Introduction

The task of identifying distinct clusters for which data objects may be assigned to involves many different procedures, each with thier own advantages and disadvantes. Which method is the most efficient at accomplishing the objective is dependent on the structure of the data. Two of the most recognized kinds of algorithms used are K-means and expectation maximization, which fall under the category of unsupervised learning techniques. This is because we assume that the target labels (which cluster each data object belongs to) is unknown. To measure the relative quality of a clustering method it is necessary to compare the intra-class similarity and inter-class similarity between data objects. Through this type of analysis the patterns and structure of the data should become more apparent. Thus, a typical application would be for exploratory data analysis, or preprocessing for use with other algorithms.

Data and Model

We will be working with synthetic data generated from a Gaussian mixture density. In particular we use two mixture components, each having a bivariate normal distribution, parameterized by means \(\mu_1, \mu_2 \in \mathbb{R}^2\), and covariance matrices \(\Sigma_1, \Sigma_2 \in \mathbb{R}^{2\times2}\). Therefore the model for the data will be: \[ f(\mathbf{x}, \theta) = \phi_1\mathcal{N}(\mathbf{x} \, | \, \mu_1, \Sigma_1) + \phi_2\mathcal{N}(\mathbf{x} \, | \, \mu_2, \Sigma_2) \] where \(\theta\) represents all relevant parameters, and \(\phi_i\) denote the mixing coefficients.

Identifiability

Let \(K\) be the convex hull of the class of all two-component mixtures of bivariate normal distributions: \[ K = \bigg\{f(\cdot) : f(\cdot)= \phi_1\mathcal{N}(\mathbf{x} \, | \, \mu_1, \Sigma_1) + \phi_2\mathcal{N}(\mathbf{x} \, | \, \mu_2, \Sigma_2), \phi_i>0, \phi_1 + \phi_2 =1 \bigg\} \] Then consider using the following parameter values:

\[ \mu_1 = \begin{bmatrix}0.1 \\ 0.1\end{bmatrix} \quad \mu_2 = \begin{bmatrix}6.0 \\ 0.1 \end{bmatrix} \quad \sum_1 = \sum_2 = \begin{bmatrix} 10 & 7 \\ 7 & 10 \end{bmatrix} \quad \phi_i=1/2 \] We would obtain the same population distribution if instead \(\mu_1 = \begin{bmatrix}6.0 \\ 0.1 \end{bmatrix}\) and \(\mu_2 = \begin{bmatrix}0.1 \\ 0.1\end{bmatrix}\). Therefore \(\mu_1, \mu_2\) are not identifiable. However, this is not a major concern since it is immaterial how we order the components. All that is required is either to partition the data into two clusters (as in K-means), or to estimate the parameters of the assumed subpopulations (as in EM).

Data Generation

Since we are interested in comparing performance between two clustering algorithms we wish to preserve the class label indicating which sample data point came from which subpopulation. When we then implement K-means and EM over the data we will hide the label and report misclassifications.

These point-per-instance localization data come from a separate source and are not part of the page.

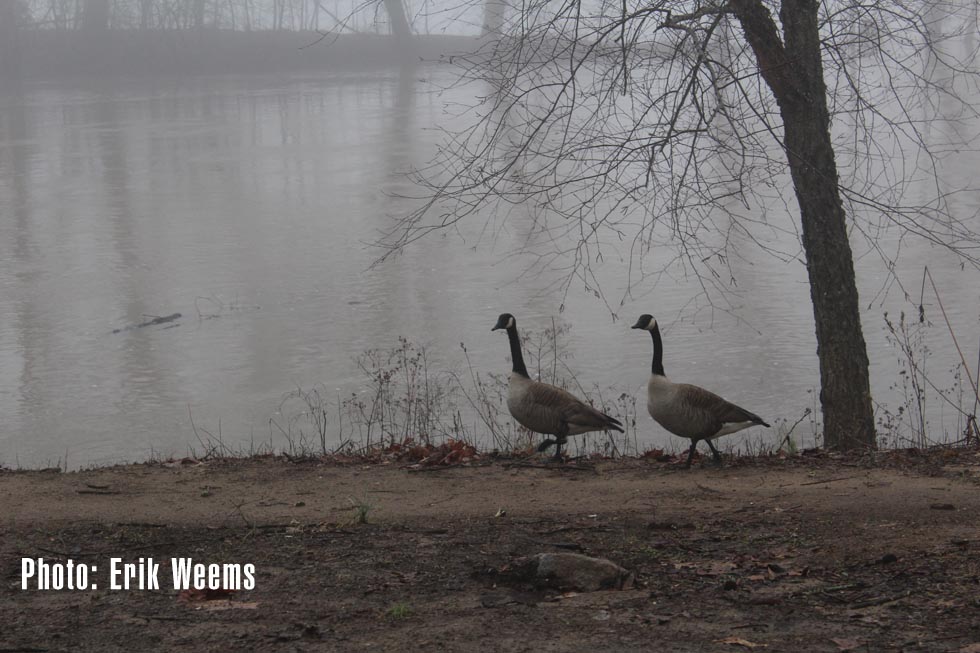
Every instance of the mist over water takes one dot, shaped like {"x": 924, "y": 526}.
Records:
{"x": 246, "y": 203}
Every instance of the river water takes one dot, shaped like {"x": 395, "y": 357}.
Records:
{"x": 248, "y": 205}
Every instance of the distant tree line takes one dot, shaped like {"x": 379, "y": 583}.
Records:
{"x": 369, "y": 16}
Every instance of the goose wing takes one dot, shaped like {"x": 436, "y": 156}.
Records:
{"x": 725, "y": 412}
{"x": 573, "y": 411}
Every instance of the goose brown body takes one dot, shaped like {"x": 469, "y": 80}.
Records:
{"x": 687, "y": 410}
{"x": 544, "y": 408}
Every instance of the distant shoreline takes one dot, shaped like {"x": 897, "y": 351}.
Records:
{"x": 44, "y": 54}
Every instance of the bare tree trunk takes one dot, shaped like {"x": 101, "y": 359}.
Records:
{"x": 198, "y": 14}
{"x": 493, "y": 17}
{"x": 398, "y": 20}
{"x": 95, "y": 16}
{"x": 793, "y": 70}
{"x": 9, "y": 37}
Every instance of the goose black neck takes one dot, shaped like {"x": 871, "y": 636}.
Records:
{"x": 658, "y": 351}
{"x": 515, "y": 352}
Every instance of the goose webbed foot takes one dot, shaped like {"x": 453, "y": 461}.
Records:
{"x": 714, "y": 452}
{"x": 690, "y": 454}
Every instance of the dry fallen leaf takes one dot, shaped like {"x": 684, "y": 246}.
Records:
{"x": 738, "y": 641}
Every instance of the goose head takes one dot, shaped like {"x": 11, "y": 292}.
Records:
{"x": 505, "y": 321}
{"x": 646, "y": 322}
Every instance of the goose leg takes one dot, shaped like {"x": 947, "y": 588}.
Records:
{"x": 690, "y": 454}
{"x": 714, "y": 452}
{"x": 557, "y": 457}
{"x": 560, "y": 439}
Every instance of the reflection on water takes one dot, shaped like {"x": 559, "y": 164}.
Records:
{"x": 245, "y": 203}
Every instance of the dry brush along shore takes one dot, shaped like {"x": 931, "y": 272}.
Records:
{"x": 809, "y": 553}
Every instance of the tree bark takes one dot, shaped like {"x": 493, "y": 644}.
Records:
{"x": 793, "y": 71}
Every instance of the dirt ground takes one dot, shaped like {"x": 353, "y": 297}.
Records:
{"x": 812, "y": 553}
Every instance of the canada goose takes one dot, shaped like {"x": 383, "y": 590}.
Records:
{"x": 544, "y": 408}
{"x": 687, "y": 410}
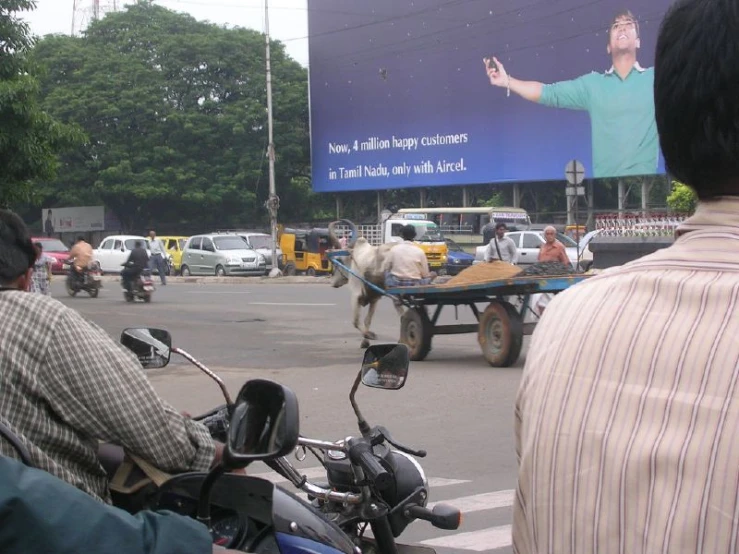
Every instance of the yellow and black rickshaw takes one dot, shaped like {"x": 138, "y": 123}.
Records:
{"x": 305, "y": 251}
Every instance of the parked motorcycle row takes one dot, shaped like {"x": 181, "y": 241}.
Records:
{"x": 373, "y": 483}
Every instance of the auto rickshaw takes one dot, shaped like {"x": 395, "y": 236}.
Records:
{"x": 305, "y": 251}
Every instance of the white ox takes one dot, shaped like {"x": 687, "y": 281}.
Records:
{"x": 366, "y": 261}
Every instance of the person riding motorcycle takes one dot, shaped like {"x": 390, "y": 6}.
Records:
{"x": 81, "y": 256}
{"x": 44, "y": 514}
{"x": 67, "y": 385}
{"x": 138, "y": 261}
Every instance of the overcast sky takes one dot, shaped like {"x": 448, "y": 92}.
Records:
{"x": 288, "y": 18}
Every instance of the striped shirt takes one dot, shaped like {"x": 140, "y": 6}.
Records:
{"x": 627, "y": 417}
{"x": 65, "y": 384}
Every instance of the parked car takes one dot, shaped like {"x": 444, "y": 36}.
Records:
{"x": 174, "y": 246}
{"x": 262, "y": 243}
{"x": 221, "y": 254}
{"x": 457, "y": 258}
{"x": 54, "y": 248}
{"x": 114, "y": 251}
{"x": 528, "y": 244}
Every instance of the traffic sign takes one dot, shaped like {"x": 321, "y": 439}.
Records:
{"x": 574, "y": 172}
{"x": 575, "y": 191}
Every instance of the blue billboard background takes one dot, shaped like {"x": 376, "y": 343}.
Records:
{"x": 400, "y": 97}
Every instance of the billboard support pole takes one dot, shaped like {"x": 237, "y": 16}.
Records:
{"x": 274, "y": 202}
{"x": 516, "y": 195}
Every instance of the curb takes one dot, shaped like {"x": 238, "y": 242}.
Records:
{"x": 295, "y": 280}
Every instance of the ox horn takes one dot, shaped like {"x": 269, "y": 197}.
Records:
{"x": 332, "y": 234}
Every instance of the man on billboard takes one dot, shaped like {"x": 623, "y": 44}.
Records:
{"x": 620, "y": 103}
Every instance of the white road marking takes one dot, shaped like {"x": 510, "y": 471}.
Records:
{"x": 477, "y": 541}
{"x": 288, "y": 304}
{"x": 480, "y": 502}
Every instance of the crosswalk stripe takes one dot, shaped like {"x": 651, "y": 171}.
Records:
{"x": 480, "y": 502}
{"x": 477, "y": 541}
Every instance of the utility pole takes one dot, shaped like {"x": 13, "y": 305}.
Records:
{"x": 273, "y": 203}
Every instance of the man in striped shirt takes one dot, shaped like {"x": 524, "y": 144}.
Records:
{"x": 627, "y": 425}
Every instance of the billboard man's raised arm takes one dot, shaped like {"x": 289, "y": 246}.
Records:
{"x": 530, "y": 90}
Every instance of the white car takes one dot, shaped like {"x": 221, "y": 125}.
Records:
{"x": 114, "y": 251}
{"x": 528, "y": 244}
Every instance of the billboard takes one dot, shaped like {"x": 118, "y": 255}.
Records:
{"x": 72, "y": 220}
{"x": 409, "y": 93}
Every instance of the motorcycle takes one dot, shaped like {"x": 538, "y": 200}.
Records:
{"x": 89, "y": 280}
{"x": 141, "y": 289}
{"x": 372, "y": 481}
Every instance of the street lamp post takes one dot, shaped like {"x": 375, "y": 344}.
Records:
{"x": 273, "y": 203}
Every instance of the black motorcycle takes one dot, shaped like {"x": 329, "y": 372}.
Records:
{"x": 141, "y": 287}
{"x": 373, "y": 482}
{"x": 88, "y": 280}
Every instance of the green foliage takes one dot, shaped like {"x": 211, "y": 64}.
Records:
{"x": 175, "y": 110}
{"x": 29, "y": 138}
{"x": 682, "y": 199}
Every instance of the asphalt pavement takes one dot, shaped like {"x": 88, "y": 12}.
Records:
{"x": 454, "y": 404}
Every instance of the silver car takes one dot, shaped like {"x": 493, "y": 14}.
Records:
{"x": 262, "y": 243}
{"x": 220, "y": 254}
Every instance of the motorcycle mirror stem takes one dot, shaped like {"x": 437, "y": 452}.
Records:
{"x": 364, "y": 427}
{"x": 202, "y": 367}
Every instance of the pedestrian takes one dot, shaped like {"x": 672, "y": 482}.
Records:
{"x": 41, "y": 277}
{"x": 157, "y": 259}
{"x": 501, "y": 247}
{"x": 552, "y": 250}
{"x": 627, "y": 415}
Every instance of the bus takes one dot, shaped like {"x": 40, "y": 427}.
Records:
{"x": 464, "y": 225}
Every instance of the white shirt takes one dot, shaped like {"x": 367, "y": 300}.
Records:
{"x": 407, "y": 261}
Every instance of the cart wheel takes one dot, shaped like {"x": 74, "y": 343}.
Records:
{"x": 416, "y": 332}
{"x": 500, "y": 334}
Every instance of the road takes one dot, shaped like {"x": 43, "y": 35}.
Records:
{"x": 454, "y": 405}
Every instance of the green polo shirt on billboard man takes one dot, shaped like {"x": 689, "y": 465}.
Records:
{"x": 620, "y": 103}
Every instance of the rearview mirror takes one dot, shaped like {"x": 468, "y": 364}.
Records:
{"x": 151, "y": 346}
{"x": 385, "y": 366}
{"x": 264, "y": 424}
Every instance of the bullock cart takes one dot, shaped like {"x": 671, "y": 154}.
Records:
{"x": 500, "y": 326}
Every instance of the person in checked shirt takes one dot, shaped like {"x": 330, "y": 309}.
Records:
{"x": 65, "y": 385}
{"x": 627, "y": 423}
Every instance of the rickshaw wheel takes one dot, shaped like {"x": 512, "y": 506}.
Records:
{"x": 416, "y": 332}
{"x": 500, "y": 334}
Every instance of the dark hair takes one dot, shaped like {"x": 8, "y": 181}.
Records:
{"x": 696, "y": 86}
{"x": 620, "y": 14}
{"x": 17, "y": 254}
{"x": 408, "y": 232}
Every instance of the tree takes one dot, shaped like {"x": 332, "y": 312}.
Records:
{"x": 176, "y": 114}
{"x": 682, "y": 199}
{"x": 29, "y": 138}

library(MASS) # for multivariate normal gen
library(ggplot2) # aesthetic plotting
## Registered S3 methods overwritten by 'ggplot2':
##   method         from 
##   [.quosures     rlang
##   c.quosures     rlang
##   print.quosures rlang
set.seed(101)
# Parameters
mu_1 <- c(0.1, 0.1); mu_2 <- c(6.0, 0.1)
Sigma <- matrix(c(10, 7, 7, 10), nrow = 2)
# Generate two samples
sample_1 <- mvrnorm(n=200, mu=mu_1, Sigma = Sigma)
sample_2 <- mvrnorm(n=200, mu=mu_2, Sigma = Sigma)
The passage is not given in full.